Partendo dall’approccio di Michael Porter al Valore Condiviso, che definisce un’impresa come competitiva quando genera competitività per il territorio sul quale insiste, Rutigliano ha illustrato la proposta di cui Ferpi si fa portatore al neo Ministro della Cultura Franceschini per agevolare la destinazione di risorse economiche aziendali a favore di progetti culturali.

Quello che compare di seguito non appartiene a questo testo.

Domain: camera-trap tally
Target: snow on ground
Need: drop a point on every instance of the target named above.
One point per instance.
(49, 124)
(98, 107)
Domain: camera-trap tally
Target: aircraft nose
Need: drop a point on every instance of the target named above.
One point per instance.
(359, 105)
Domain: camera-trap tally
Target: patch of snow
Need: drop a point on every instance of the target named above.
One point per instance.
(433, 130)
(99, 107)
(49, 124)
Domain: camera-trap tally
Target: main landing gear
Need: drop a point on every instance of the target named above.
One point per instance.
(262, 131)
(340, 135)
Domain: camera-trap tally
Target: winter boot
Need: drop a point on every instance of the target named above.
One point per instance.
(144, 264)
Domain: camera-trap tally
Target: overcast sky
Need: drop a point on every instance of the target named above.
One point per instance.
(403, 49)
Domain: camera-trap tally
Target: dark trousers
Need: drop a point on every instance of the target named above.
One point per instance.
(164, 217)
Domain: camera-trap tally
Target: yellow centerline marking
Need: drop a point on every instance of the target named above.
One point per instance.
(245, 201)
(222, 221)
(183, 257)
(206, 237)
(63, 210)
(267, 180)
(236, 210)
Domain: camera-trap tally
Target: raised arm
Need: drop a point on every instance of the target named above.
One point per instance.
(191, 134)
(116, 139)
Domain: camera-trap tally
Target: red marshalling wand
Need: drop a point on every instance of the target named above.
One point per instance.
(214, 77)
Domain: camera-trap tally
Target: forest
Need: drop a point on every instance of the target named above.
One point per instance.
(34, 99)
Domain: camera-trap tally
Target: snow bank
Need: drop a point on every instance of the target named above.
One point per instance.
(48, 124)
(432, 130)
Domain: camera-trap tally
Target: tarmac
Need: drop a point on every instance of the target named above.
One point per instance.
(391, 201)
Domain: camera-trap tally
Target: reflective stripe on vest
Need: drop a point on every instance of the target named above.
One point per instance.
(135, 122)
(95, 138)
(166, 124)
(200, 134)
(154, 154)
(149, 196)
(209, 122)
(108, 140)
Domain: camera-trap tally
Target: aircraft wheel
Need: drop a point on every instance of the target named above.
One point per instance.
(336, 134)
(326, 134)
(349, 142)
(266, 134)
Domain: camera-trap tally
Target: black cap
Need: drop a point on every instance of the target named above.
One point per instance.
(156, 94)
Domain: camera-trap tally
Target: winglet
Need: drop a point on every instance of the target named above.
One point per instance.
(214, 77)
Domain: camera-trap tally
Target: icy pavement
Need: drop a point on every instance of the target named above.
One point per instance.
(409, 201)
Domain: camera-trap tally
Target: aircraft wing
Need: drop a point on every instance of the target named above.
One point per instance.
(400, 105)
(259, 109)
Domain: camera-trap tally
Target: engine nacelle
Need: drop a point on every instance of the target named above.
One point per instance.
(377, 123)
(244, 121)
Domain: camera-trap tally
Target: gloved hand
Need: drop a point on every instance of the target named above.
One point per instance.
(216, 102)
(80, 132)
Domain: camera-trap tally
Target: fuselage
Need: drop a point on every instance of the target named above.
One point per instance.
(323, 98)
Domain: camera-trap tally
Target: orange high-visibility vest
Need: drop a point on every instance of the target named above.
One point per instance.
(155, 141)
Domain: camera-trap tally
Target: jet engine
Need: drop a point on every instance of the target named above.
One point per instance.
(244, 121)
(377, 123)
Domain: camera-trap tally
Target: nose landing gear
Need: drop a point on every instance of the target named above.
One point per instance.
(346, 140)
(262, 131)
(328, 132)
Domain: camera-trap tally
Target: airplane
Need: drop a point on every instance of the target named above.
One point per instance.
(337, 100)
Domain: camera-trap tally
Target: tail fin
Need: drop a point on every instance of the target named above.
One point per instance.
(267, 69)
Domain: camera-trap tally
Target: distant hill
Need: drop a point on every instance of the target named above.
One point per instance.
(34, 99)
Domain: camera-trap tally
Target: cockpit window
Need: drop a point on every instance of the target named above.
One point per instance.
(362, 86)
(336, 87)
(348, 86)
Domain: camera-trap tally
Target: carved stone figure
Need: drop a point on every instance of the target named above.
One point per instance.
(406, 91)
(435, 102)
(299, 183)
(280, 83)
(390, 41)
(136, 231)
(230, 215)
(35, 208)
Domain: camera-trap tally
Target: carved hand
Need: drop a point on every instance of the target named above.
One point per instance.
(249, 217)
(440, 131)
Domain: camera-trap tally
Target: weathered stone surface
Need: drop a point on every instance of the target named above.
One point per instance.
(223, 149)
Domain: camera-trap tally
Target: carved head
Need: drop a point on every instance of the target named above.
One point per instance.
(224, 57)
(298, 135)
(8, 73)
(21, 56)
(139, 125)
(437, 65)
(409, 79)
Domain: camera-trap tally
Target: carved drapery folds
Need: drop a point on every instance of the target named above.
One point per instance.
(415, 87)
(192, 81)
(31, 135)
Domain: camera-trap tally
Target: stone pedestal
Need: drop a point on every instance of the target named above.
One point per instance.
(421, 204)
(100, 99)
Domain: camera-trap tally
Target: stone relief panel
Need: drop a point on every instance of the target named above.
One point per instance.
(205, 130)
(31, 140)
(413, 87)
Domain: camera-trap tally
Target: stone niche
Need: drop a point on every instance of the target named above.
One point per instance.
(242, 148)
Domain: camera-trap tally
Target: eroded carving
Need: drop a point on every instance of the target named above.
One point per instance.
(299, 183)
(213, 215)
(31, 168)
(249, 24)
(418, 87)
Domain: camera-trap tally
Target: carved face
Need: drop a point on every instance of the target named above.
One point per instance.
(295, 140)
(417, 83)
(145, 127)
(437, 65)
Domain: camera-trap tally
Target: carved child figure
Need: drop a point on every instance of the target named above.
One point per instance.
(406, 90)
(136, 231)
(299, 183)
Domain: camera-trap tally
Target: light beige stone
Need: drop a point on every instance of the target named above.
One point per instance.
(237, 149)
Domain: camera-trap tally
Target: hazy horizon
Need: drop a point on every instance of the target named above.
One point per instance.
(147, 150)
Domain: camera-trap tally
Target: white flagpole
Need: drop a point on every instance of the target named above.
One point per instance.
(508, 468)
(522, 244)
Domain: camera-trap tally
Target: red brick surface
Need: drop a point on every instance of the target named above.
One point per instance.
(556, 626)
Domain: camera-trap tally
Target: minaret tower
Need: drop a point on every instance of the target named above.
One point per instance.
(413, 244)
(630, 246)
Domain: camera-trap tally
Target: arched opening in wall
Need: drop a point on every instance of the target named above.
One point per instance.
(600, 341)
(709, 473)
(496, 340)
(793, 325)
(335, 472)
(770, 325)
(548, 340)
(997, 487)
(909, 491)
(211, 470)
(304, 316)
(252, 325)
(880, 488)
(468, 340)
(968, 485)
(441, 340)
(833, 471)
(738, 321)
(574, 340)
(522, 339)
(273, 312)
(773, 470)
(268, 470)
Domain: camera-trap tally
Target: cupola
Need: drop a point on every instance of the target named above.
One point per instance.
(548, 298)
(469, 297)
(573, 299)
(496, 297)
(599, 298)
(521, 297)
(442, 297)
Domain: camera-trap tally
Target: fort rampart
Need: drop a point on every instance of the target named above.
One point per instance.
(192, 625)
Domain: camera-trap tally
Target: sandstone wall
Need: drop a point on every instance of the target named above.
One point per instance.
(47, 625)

Ampliando il concetto di compensazione ambientale previsto ad esempio dalla Legge Marzano (L.239/2004), si potrebbe consentire a soggetti privati di classificare come investimenti e non come costi alcuni progetti culturali destinati al complessivo riequilibrio del territorio su cui insiste la realizzazione di determinate opere.
In questo modo anche la cultura potrebbe contribuire fattivamente al recupero o all’incremento della competitività di quel territorio specifico, con la collaborazione delle imprese che vi operano.

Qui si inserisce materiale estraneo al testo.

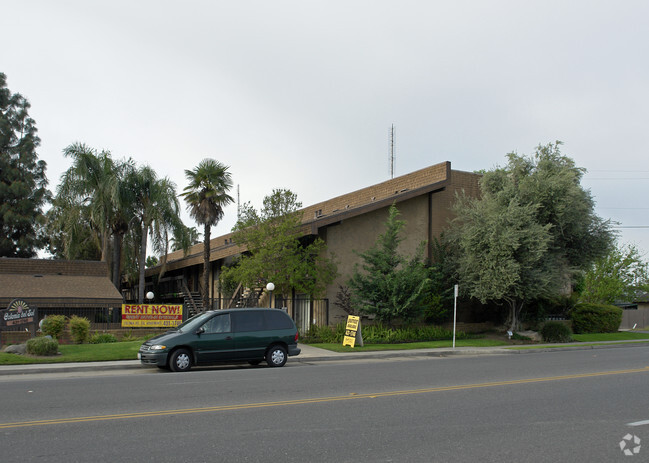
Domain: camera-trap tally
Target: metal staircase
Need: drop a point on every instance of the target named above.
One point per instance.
(193, 301)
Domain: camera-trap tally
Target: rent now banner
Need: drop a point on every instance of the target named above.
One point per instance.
(353, 334)
(152, 315)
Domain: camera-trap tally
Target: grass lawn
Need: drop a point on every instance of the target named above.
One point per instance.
(619, 336)
(80, 353)
(128, 350)
(412, 345)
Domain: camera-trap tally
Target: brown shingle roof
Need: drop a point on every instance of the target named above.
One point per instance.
(326, 212)
(48, 283)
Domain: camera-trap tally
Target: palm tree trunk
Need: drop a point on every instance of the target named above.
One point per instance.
(206, 267)
(117, 259)
(142, 263)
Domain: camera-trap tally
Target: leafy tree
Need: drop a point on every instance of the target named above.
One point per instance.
(551, 181)
(93, 205)
(390, 285)
(206, 197)
(157, 211)
(23, 184)
(276, 250)
(532, 230)
(618, 276)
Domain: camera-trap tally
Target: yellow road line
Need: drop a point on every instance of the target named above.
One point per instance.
(123, 416)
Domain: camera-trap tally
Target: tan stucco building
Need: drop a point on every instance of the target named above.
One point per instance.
(347, 223)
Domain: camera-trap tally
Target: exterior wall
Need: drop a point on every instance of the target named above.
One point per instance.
(360, 233)
(443, 200)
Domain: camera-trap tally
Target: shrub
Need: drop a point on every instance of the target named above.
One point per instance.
(596, 318)
(54, 325)
(79, 329)
(102, 338)
(556, 332)
(42, 345)
(382, 334)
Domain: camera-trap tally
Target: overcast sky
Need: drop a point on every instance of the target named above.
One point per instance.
(302, 94)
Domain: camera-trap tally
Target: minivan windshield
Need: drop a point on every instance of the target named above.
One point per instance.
(192, 324)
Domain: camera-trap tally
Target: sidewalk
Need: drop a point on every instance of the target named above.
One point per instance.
(313, 354)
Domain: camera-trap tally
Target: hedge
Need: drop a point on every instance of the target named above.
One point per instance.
(596, 318)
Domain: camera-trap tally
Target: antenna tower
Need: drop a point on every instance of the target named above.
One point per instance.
(392, 151)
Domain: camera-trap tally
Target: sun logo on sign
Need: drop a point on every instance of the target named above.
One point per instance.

E’ con queste prospettive che Patrizia Rutigliano suggerisce una più ampia definizione di competenze per le relazioni pubbliche: “Il ruolo del relatore pubblico in questo momento comprende anche una preparazione tecnica specifica che si aggiunge al bagaglio di competenze accumulate negli ultimi anni e che valorizza ulteriormente il contributo della nostra professione a un approccio sistemico di crescita del territorio. Il nostro ruolo diventa quindi funzionale, oltre che alla gestione dei rapporti con i pubblici strategici, anche al processo totale di sviluppo, mettendo in campo l’integrazione di comunicazione, responsabilità sociale di impresa e advocacy”.